While the news that the IMF is prepared to extend as much support to Pakistan as possible keeping in view the current massive flooding and Woes facing the economy the country suffered came as a much-needed breather for the much beleaguered financial policymakers but still the economic challenges they face are huge in their content. IMF confirmed that it has accelerated some of its disbursement recently to the exogenous shocks and the shock of an increase in the price of food and commodity.

It added that it is waiting for the assessment of damages the World Bank and UNDP are conducting in order to see the repercussions on public finance and the impact of the Woes facing the economy and on society. It mentioned that based on this assessment the IMF will reconsider many options in the context of the already limited fiscal space that exists. This indeed is an encouraging prospect as Pakistan was badly smothered by the grip of the IMF and the sadistic former government gleefully agreed with the conditions imposed by the international lender of the last resort.

It was mentioned that the region spends two percent of its GDP on social protection and in certain cases what countries are spending on subsidies could be double that, therefore, it is very important to use this moment where challenges are mounting particularly where an increase in prices is hurting and to reallocate the resources for those who need it most. In this context, the IMF emphasized that this is something that it is not part of the IMF conditionalities as this is part of what is needed in order to provide the right protection for those who need it at a time when inflation is very high.

IMF Support

Elaborating on the point it was stated that since the outbreak of the Covid crisis, the IMF has supported both the Middle East and North Africa (MENA) and Caucasus and Central Asia (CCA), plus Afghanistan and Pakistan, with $21.3 billion in financing and, in addition, in 2021, it provided, through the SDR allocation, additional boost to reserves by $49 billion.

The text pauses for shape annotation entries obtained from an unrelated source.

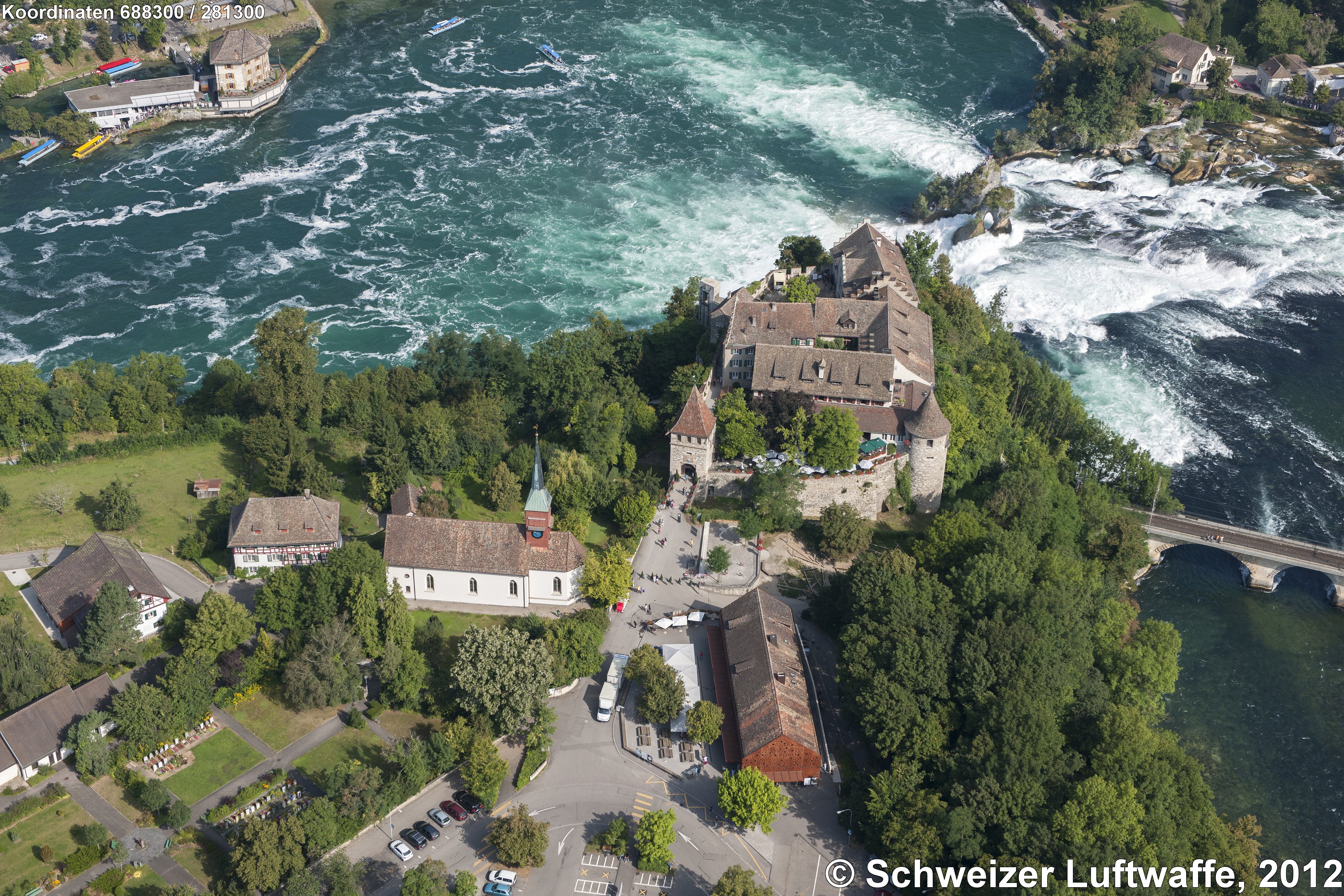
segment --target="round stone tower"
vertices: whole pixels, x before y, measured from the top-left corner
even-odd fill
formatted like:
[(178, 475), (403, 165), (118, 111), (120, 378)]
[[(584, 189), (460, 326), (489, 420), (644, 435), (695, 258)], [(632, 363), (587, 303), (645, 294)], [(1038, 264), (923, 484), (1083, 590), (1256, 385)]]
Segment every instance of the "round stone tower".
[(952, 423), (942, 415), (933, 390), (906, 422), (910, 437), (910, 497), (915, 510), (933, 513), (942, 504), (942, 476), (948, 469), (948, 434)]

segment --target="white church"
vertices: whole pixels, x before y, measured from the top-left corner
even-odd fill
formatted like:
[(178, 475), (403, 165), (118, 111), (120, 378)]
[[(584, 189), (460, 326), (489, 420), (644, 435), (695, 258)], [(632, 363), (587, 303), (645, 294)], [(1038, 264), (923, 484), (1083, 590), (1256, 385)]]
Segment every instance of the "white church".
[(551, 494), (535, 447), (526, 523), (387, 516), (387, 578), (407, 600), (500, 607), (567, 606), (579, 599), (583, 545), (551, 531)]

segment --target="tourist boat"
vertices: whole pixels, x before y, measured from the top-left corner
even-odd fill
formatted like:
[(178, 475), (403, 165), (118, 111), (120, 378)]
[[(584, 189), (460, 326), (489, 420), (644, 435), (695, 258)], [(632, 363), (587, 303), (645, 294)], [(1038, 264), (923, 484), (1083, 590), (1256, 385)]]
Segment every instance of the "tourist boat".
[(140, 67), (140, 59), (134, 56), (126, 56), (124, 59), (113, 59), (109, 63), (98, 66), (97, 71), (105, 75), (120, 75), (128, 71), (134, 71)]
[(457, 26), (462, 24), (464, 21), (466, 21), (466, 19), (464, 19), (462, 16), (453, 16), (452, 19), (444, 19), (442, 21), (435, 21), (434, 27), (430, 28), (427, 34), (429, 34), (429, 36), (433, 38), (437, 34), (444, 34), (445, 31), (452, 31), (453, 28), (456, 28)]
[(39, 159), (42, 159), (43, 156), (46, 156), (48, 152), (54, 150), (59, 145), (60, 145), (59, 140), (48, 140), (47, 142), (42, 144), (40, 146), (36, 146), (36, 148), (30, 149), (28, 152), (23, 153), (23, 156), (19, 157), (19, 164), (23, 165), (23, 167), (28, 167), (32, 163), (35, 163)]
[(75, 159), (87, 159), (89, 156), (93, 154), (93, 152), (95, 149), (98, 149), (99, 146), (102, 146), (109, 140), (112, 140), (110, 136), (108, 136), (108, 134), (98, 134), (97, 137), (94, 137), (89, 142), (81, 145), (79, 149), (77, 149), (73, 154), (74, 154)]

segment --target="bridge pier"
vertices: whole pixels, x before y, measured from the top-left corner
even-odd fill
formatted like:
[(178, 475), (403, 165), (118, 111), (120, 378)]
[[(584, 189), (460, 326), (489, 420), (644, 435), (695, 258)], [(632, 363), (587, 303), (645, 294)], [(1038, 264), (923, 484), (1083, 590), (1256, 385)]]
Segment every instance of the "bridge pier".
[(1242, 563), (1242, 582), (1247, 588), (1255, 588), (1257, 591), (1273, 591), (1277, 588), (1284, 570), (1292, 566), (1289, 563), (1266, 563), (1259, 557), (1251, 559), (1239, 553), (1232, 553), (1232, 556)]

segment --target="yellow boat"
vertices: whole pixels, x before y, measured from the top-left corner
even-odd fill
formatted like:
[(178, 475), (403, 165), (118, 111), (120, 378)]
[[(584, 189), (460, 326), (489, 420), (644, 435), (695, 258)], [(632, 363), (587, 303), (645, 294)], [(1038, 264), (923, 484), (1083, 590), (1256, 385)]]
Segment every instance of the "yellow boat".
[(82, 146), (79, 146), (79, 149), (77, 149), (74, 152), (74, 157), (75, 159), (86, 159), (87, 156), (90, 156), (93, 153), (94, 149), (97, 149), (98, 146), (103, 145), (109, 140), (112, 140), (112, 137), (109, 137), (108, 134), (98, 134), (97, 137), (94, 137), (89, 142), (86, 142)]

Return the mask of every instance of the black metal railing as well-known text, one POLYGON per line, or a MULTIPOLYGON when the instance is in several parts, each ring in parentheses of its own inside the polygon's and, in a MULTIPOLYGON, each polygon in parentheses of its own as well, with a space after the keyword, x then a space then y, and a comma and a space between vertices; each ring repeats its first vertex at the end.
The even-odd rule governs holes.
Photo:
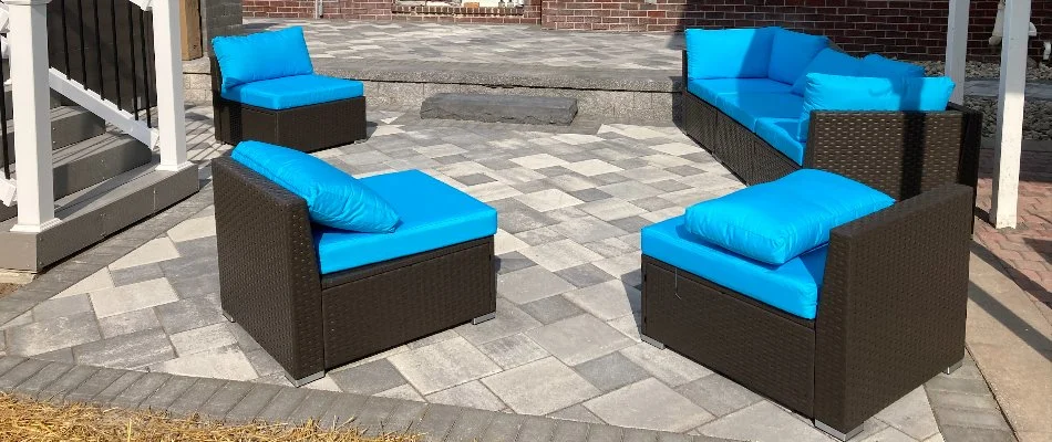
POLYGON ((128 0, 55 0, 48 42, 51 67, 153 127, 152 13, 128 0))

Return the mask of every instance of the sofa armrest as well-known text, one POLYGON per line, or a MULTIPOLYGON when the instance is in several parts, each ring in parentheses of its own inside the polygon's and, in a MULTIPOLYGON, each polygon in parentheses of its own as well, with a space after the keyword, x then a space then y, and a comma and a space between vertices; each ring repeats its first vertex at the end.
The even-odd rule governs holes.
POLYGON ((803 167, 828 170, 905 200, 978 179, 982 115, 945 112, 812 113, 803 167))
POLYGON ((972 189, 946 185, 836 228, 815 319, 815 417, 838 430, 965 354, 972 189))
POLYGON ((307 201, 228 157, 212 167, 223 309, 293 379, 322 371, 321 276, 307 201))

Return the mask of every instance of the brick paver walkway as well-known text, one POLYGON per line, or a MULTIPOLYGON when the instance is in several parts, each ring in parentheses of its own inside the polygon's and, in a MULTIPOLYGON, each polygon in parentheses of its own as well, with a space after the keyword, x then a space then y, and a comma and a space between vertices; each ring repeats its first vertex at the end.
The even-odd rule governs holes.
MULTIPOLYGON (((993 150, 983 149, 981 158, 978 207, 989 213, 993 150)), ((1003 261, 1004 272, 1052 322, 1052 144, 1023 151, 1017 228, 999 231, 977 222, 976 240, 1003 261)))

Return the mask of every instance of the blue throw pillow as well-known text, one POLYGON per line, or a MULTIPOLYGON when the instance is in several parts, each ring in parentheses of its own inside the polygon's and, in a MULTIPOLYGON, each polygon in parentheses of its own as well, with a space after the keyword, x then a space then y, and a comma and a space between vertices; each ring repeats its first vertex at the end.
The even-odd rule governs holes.
POLYGON ((774 30, 688 29, 688 78, 765 78, 774 30))
POLYGON ((299 150, 241 141, 235 161, 307 200, 310 219, 334 229, 393 232, 399 215, 380 196, 332 165, 299 150))
POLYGON ((219 92, 239 84, 314 73, 303 28, 212 39, 223 72, 219 92))
POLYGON ((804 75, 793 83, 792 92, 796 95, 804 95, 804 87, 807 86, 807 74, 829 74, 829 75, 858 75, 862 69, 862 60, 839 52, 832 48, 826 48, 815 55, 811 64, 804 69, 804 75))
POLYGON ((859 75, 884 78, 905 78, 925 76, 924 66, 887 59, 880 54, 869 54, 862 59, 859 75))
POLYGON ((687 231, 772 265, 829 242, 834 228, 895 203, 860 182, 816 169, 751 186, 687 209, 687 231))
POLYGON ((829 46, 829 39, 777 28, 771 43, 767 77, 785 84, 796 83, 815 55, 829 46))

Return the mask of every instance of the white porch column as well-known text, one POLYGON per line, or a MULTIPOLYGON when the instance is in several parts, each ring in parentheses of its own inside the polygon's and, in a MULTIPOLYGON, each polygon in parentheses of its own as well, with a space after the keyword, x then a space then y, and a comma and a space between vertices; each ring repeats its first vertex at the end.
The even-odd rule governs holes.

The efforts to expand the tax base are also continuing and in this connection, it was reported that the FBR has rejected the National Database Registration Authority’s (NADRA) claim for expanding the narrowed tax base through its prepared tax profiles of potential tax dodgers arguing that such profiles could not be converted into taxability.

NADRA shared 3,500 tax profiles of potential tax dodgers with the FBR to find out possibilities for expanding the tax base a couple of months back. However, after scrutinizing the data, the FBR found that such profiles could not be converted into taxability under any circumstances whatsoever. Earlier, NADRA claimed that its data could make wonders whereby the FBR failed to expand the tax base. The income tax law at that time incorporated changes for paving the way for data sharing for expanding the narrowed tax base.

Moreover, now when the FBR high-ups were contacted for seeking their version, they asserted that they have analyzed NADRA’s tax profiles in detail and found that such profiles could not be converted into taxability. FBR elaborated that there was an urgent need for purchasing software for assigning its field formation to utilize the data. Whereby proper track down should be kept in place to verify whether respective chief commissioners in their jurisdictions utilized the data to expand the narrowed tax base.

FBR Is Facing Challenges

And FBR in its study found that the tax gap of Rs.3,000 billion existed due to policy issues and faulty enforcement. There is a tax gap of Rs.3,000 billion out of which Rs1,800 billion is a policy gap, as it occurs mainly because of tax exemptions/incentives provided by the FBR woes facing the economy to different sectors. There is a remaining compliance gap of Rs.1,200 billion. Under the Finance Act 2022, the FBR and the NADRA have empowered the exchange of information for expanding the tax base.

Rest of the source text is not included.